All’estero non vedono l’ora di togliersi il Covid dai piedi, in Italia si fa di tutto per tenersi stretta la pandemia. E già questo la dice lunga su quanto la questione sia sempre più politica e meno sanitaria. All’estero parlano di uscita, da noi si aumentano le restrizioni. All’estero parlano di “endemia”, da noi continua la folle caccia ai no vax. Mentre è sotto gli occhi di tutti che la pandemia ormai sta cambiando, e i dati del Regno Unito lo dimostrano ogni giorno, l’Italia fa una conferenza stampa per spiegare le nuove restrizioni senza fare un minimo accenno alla fine di questa storia. Da altre parti invece stanno agendo concretamente per passare alla fase di convivenza con il virus e trattarlo come una normale influenza. È questa l’idea che circola in Spagna per voce del primo ministro spagnolo, Pedro Sanchez, che ha affermato come sia arrivato il momento di monitorare la pandemia in maniera diversa. (Continua a leggere dopo la foto)

“La Spagna mette a punto un sistema per monitorare il Covid come influenza comune”, titola il quotidiano El Pais. “Abbiamo le condizioni per aprire, gradualmente e con cautela, il dibattito a livello tecnico ed europeo, per iniziare a valutare l’evoluzione di questa malattia con parametri diversi da quelli che abbiamo fino ad ora”, ha affermato Sanchez in un’intervista alla radio Cadena Ser. I protocolli stanno dunque diventando più permissivi e anche le restrizioni, perché la maggior parte di persone ormai hanno avuto contatti con il virus e si registrano sempre meno le forme gravi della malattia. (Continua a leggere dopo la foto)
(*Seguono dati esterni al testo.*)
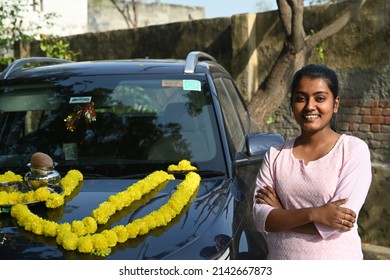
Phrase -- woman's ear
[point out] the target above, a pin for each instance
(336, 104)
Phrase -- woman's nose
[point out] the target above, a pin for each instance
(310, 104)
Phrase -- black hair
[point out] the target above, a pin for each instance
(317, 71)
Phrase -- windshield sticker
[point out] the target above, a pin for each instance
(191, 85)
(172, 83)
(81, 99)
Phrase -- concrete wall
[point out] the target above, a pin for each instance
(248, 44)
(103, 16)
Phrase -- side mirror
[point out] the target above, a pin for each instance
(258, 143)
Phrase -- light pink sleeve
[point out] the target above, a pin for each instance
(354, 183)
(264, 178)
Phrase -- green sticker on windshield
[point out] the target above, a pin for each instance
(191, 85)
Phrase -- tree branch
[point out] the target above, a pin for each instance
(285, 15)
(298, 33)
(337, 25)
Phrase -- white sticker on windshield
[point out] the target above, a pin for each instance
(192, 85)
(81, 99)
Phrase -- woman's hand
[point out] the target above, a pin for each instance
(335, 216)
(267, 195)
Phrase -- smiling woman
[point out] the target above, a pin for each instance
(311, 188)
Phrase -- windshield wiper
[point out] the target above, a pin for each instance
(177, 174)
(202, 173)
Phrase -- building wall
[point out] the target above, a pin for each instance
(103, 16)
(83, 16)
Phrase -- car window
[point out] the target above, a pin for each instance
(239, 105)
(105, 124)
(229, 110)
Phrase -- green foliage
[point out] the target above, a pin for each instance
(52, 46)
(14, 28)
(271, 120)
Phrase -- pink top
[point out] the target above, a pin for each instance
(345, 172)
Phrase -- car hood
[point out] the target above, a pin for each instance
(194, 234)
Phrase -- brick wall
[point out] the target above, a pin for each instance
(368, 119)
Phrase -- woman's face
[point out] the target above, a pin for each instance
(313, 104)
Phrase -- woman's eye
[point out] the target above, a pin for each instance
(300, 99)
(320, 98)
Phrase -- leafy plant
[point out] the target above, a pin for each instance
(15, 28)
(52, 46)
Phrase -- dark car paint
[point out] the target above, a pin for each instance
(218, 220)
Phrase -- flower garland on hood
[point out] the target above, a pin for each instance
(82, 236)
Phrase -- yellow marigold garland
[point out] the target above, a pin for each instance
(52, 200)
(82, 236)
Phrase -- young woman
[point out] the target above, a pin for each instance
(310, 189)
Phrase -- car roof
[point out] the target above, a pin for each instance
(196, 62)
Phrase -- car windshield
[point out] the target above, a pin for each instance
(109, 125)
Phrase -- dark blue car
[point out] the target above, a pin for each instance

Da una parte l’Italia con obblighi, divieti e soprusi. Dall’altra i Paesi esteri che vogliono passare dall’emergenza all’ordinaria amministrazione. Maestri della coabitazione con il virus, sono stati per primi gli inglesi, quelli brutti e cattivi della Brexit, che hanno gestito meglio di ogni altro Stato la pandemia. Boris Johnson ha annunciato un ulteriore taglio al periodo di quarantena: l’obiettivo è arrivare a cinque giorni entro marzo e diventare il primo Paese e passare da pandemia a endemia. Il professor Graham Medley, consulente di Downing Street, ha spiegato che “l’emergenza non può durare per sempre”, mentre Clive Dix, ex direttore della task force per i vaccini, ha invocato una “nuova normalità, nella quale il Covid sia trattato alla stregua dell’influenza”. Con una svolta anche nella campagna di vaccinazione: basta somministrazioni di massa, via a un approccio focalizzato sui vulnerabili. Altro che iniezioni forzate e multe. (Continua a leggere dopo la foto)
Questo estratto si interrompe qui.